Il cuore di Messina torna balneabile grazie alla rinascita della spiaggia del Ringo, che diventa simbolo di inclusione e accessibilità oltreché di riqualificazione del litorale e valorizzazione del mare, la più grande risorsa della Città dello Stretto. Un vero e proprio “modello Ringo”, progettato dal Comune di Messina per abbattere qualsiasi barriera architettonica e sociale, gestito in sinergia con la Messina Social City, si propone come l'emblema di quella “Città del Futuro” che l'amministrazione sta costruendo giorno dopo giorno.

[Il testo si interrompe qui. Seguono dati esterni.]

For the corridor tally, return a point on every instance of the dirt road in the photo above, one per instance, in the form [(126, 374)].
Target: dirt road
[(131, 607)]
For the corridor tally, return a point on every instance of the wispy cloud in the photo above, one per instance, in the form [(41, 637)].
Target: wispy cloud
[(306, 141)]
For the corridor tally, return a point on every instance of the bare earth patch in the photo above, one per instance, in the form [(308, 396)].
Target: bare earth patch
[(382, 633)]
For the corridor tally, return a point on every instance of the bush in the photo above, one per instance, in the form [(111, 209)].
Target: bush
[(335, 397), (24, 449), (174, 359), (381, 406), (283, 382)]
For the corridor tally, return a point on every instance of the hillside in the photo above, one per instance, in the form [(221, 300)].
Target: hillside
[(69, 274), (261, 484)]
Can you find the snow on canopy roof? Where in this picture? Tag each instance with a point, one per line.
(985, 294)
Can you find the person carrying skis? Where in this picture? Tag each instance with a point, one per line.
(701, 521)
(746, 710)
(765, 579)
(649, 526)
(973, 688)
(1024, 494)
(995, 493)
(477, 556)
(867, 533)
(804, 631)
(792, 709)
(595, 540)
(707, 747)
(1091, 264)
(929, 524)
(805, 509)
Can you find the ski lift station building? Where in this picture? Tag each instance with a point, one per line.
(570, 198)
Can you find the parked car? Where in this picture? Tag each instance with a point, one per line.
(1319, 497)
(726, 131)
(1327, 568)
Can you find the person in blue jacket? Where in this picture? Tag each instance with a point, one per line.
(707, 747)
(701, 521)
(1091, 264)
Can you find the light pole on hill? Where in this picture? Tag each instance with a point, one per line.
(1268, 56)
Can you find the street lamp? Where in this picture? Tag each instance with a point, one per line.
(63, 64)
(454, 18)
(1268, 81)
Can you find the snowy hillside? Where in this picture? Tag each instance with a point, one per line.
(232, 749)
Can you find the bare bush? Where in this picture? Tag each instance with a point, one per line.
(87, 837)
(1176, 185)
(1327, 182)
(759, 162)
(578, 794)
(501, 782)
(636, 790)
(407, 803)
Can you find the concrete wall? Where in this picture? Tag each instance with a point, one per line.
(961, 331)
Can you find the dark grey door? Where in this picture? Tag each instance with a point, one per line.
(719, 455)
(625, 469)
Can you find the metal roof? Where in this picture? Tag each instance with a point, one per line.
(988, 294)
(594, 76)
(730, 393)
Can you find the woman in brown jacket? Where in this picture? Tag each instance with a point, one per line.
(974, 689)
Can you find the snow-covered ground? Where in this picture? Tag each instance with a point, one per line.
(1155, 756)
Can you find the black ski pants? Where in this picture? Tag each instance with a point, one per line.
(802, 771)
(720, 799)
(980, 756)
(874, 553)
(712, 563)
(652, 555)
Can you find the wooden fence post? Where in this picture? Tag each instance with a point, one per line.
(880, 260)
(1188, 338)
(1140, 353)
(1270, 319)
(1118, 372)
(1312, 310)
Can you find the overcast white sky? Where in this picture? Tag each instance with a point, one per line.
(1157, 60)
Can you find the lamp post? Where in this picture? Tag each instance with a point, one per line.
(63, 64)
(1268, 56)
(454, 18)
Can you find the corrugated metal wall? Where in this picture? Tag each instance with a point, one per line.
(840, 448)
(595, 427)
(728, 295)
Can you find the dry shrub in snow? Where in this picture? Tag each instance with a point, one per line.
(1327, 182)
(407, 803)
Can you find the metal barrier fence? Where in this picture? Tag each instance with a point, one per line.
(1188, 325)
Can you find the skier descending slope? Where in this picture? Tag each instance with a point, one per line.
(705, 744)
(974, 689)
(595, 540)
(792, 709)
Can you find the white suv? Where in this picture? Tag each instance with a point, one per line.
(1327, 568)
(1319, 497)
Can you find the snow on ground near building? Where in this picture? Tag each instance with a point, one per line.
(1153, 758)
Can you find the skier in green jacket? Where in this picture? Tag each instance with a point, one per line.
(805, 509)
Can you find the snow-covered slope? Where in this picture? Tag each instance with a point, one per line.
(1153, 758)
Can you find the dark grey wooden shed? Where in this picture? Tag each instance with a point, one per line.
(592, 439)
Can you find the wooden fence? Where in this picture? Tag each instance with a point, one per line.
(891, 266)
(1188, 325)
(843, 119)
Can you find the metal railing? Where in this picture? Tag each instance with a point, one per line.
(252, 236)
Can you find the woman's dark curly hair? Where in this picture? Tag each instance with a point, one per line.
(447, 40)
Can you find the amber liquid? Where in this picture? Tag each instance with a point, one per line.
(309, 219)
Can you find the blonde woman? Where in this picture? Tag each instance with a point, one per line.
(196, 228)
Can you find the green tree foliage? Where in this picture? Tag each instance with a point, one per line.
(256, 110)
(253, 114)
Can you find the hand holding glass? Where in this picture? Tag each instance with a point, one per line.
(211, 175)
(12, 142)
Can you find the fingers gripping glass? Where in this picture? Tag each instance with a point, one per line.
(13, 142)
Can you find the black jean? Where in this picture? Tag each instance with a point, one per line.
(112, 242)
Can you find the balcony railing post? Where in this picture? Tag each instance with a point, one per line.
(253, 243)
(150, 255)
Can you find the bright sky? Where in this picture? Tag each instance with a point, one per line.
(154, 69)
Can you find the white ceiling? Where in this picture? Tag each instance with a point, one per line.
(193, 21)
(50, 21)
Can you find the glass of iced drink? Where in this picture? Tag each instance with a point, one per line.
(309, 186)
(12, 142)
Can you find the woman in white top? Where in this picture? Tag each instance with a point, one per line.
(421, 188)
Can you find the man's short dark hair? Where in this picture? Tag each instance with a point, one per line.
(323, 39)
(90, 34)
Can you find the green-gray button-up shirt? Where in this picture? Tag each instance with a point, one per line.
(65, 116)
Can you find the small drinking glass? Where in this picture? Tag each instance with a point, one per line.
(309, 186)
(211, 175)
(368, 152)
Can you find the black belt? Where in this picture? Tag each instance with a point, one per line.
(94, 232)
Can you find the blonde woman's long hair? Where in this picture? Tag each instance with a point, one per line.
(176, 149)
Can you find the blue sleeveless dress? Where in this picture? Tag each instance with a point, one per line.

Da oggi, residenti e turisti potranno beneficiare gratuitamente di una vasta gamma di servizi d'eccellenza: sicurezza e salvamento con un presidio costante garantito da torrette di avvistamento e assistenti bagnanti qualificati per la massima sicurezza in acqua; comfort e servizi con cabine spogliatoio, servizi igienici e docce completamente a disposizione dei bagnanti in modo gratuito; accessibilità totale con pedane e passerelle estese capillarmente fino alla battigia, rampe a norma di legge e postazioni d'ombra dedicate; attrezzature specialistiche con disponibilità delle innovative sedie JOB per l’ingresso facilitato in acqua, supportate da personale qualificato dedicato all’assistenza continua dei cittadini con disabilità o mobilità ridotta; info point dove, previa richiesta e presentazione di un documento d'identità, è possibile usufruire gratuitamente degli ombrelloni.
Al taglio del nastro sul Lungomare il sindaco Federico Basile: “Nel 2023 questo spazio non era fruibile; oggi, invece, abbiamo restituito alla balneabilità un pezzo di spiaggia in pieno centro città - ha spiegato il primo cittadino - fino a poco tempo fa, questo tratto del Lungomare del Ringo non solo era vietato alla balneazione, ma era anche invaso da imbarcazioni. Oggi, grazie agli interventi effettuati in questi anni, è diventato una spiaggia a tutti gli effetti: una spiaggia libera attrezzata. Non chiamatelo 'lido': è un punto di riferimento in centro città dove il mare è finalmente fruibile e dove ci sono servizi per stare in compagnia godendosi il nostro splendido Stretto. Il percorso di rigenerazione è partito e non si fermerà, con l'obiettivo di rendere fruibile l'intero lungomare. Parliamo di una spiaggia a misura di tutti, dotata di passerelle per disabili, sedie Job e un infopoint per garantire un'accessibilità a 360°. Questa è la missione che ci siamo dati: rendere il mare veramente alla portata di ognuno.”
Per l’assessore alle Politiche del Mare Francesco Caminiti: “In termini di restituzione degli spazi alla cittadinanza, questo è solo il primo step. Non si tratta di un intervento isolato, ma di un programma ben definito che nasce da una precisa pianificazione strategica. Siamo partiti da lontano: prima abbiamo rimosso le imbarcazioni che occupavano l'area, poi abbiamo allestito un primo tratto di 80 metri, successivamente lo abbiamo ampliato e quest'anno siamo riusciti a realizzare una spiaggia attrezzata a tutti gli effetti. C'è stato uno step dietro l'altro per costruire un progetto sempre più importante. Questa stessa metodologia e questo modello di pianificazione li stiamo già applicando in altre zone della città, con l'obiettivo di avviare analoghi interventi a Maregrosso e a Contesse già a partire da quest'anno.”
L’inaugurazione si è trasformata in una vera e propria festa cittadina che ha trasformato il Lungomare in un vibrante polo di aggregazione e intrattenimento. Il programma della giornata ha visto l'attivo coinvolgimento delle associazioni sportive del territorio, che hanno animato il bagnasciuga e i campi da gioco con dimostrazioni pratiche e attività motorie aperte a tutti.
“Sostanzialmente si tratta di una spiaggia sociale al centro della città, frequentata già da centinaia di persone che accedono ai servizi arrivando anche in autobus, e non solo dalle zone limitrofe – ha evidenziato il presidente dell’Autorità Portuale dello Stretto Francesco Rizzo - è uno spazio vissuto da cittadini messinesi e turisti, una comunità che si integra proprio grazie all'esperienza del mare. Ho visto anche molti studenti universitari stranieri, che non mancano mai e che spesso vivono la città molto meglio di noi. Questo intervento, insieme alla riqualificazione del Waterfront e di quella che noi chiamiamo 'l'agorà dello Stretto', rappresenta un ulteriore tassello nella giusta direzione. Messina è una città di mare, una città che si affaccia sul mare e che deve poterlo vivere e godere in ogni momento della giornata”.